In his 2005 biography "Room Full of Mirrors: A Biography of Jimi Hendrix," author Charles R. Cross shows us in heartbreaking detail a dreamy, sensitive kid buffeted by poverty, abuse and loss in his childhood in Seattle. Stories of Hendrix being beaten by his father and carrying cardboard to cover the holes in his shoes underscore how far he eventually traveled.

The guitar was Hendrix's escape. He never put it down; he wore it on his back to school and slept with it at night. By the time he was 17, he was playing regularly with local bands and dreaming of fame. But when he was arrested twice for riding in stolen cars, a judge drastically narrowed his options — jail or the Army.

The military took him from Seattle and his alcoholic father. Hendrix was stationed in Kentucky, where he met other musicians and formed a group that played in nearby Nashville. Before long, the Army was the only impediment to his music career and Cross for the first time explains the ruse Hendrix used to get discharged.

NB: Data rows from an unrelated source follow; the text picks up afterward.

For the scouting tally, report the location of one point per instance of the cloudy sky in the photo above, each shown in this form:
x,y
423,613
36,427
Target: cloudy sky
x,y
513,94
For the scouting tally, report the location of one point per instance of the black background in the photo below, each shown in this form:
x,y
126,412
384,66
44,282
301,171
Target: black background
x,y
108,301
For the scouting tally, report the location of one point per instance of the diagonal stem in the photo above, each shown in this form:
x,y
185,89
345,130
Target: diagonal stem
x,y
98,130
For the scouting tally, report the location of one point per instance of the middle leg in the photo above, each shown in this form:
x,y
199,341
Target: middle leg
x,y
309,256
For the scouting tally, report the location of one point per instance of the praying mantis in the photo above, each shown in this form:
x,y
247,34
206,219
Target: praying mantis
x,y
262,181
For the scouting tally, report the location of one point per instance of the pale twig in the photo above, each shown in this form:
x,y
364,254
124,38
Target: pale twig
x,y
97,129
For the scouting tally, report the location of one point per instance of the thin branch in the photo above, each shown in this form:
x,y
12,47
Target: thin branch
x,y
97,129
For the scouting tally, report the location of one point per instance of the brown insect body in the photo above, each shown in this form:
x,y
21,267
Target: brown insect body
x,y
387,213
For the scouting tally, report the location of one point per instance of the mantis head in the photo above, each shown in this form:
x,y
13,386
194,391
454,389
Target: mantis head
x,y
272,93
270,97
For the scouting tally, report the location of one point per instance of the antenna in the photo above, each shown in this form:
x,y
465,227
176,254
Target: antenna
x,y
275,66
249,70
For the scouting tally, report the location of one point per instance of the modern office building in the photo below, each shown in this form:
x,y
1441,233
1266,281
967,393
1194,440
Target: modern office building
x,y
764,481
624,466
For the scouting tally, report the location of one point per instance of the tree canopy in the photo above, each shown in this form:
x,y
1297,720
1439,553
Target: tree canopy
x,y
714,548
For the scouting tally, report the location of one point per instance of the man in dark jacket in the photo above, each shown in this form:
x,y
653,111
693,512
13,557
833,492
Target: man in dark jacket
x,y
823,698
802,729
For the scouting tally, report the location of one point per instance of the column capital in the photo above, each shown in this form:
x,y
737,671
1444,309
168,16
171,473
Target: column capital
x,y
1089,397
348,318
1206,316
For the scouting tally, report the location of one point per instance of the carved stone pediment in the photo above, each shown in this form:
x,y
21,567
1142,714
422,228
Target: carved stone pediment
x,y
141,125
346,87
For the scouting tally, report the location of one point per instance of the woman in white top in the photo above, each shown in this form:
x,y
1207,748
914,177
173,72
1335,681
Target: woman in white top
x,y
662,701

Hendrix claimed he was released from service because he'd broken an ankle in a parachute jump. Cross says Army medical records reveal that Hendrix, who would become infamous for his womanizing, met often in 1962 with a base psychiatrist at Fort Campbell, saying he was addicted to masturbation and in love with a squad mate.

Discharged from the Army, Hendrix worked the Chitlin Circuit, eventually backing big names like Ike and Tina Turner, Little Richard and the Isley Brothers. Often, he was fired for playing or dressing with too much flare and upstaging the stars. By the time he arrived in New York in 1964, the 21-year-old guitarist was growing tired of wearing band uniforms and playing other people's music.

Chas Chandler, the former bass player of the Animals, saw Hendrix in a Greenwich Village club, brought him to England and formed the Jimi Hendrix Experience — a touring rock show.

Although he found fame in Britain, Hendrix lived like a man trying to outrun his demons, along the way helping to create the cliches of rock star self-destruction — drug busts, car crashes, hotel room rampages, onstage collapse and premonitions of death.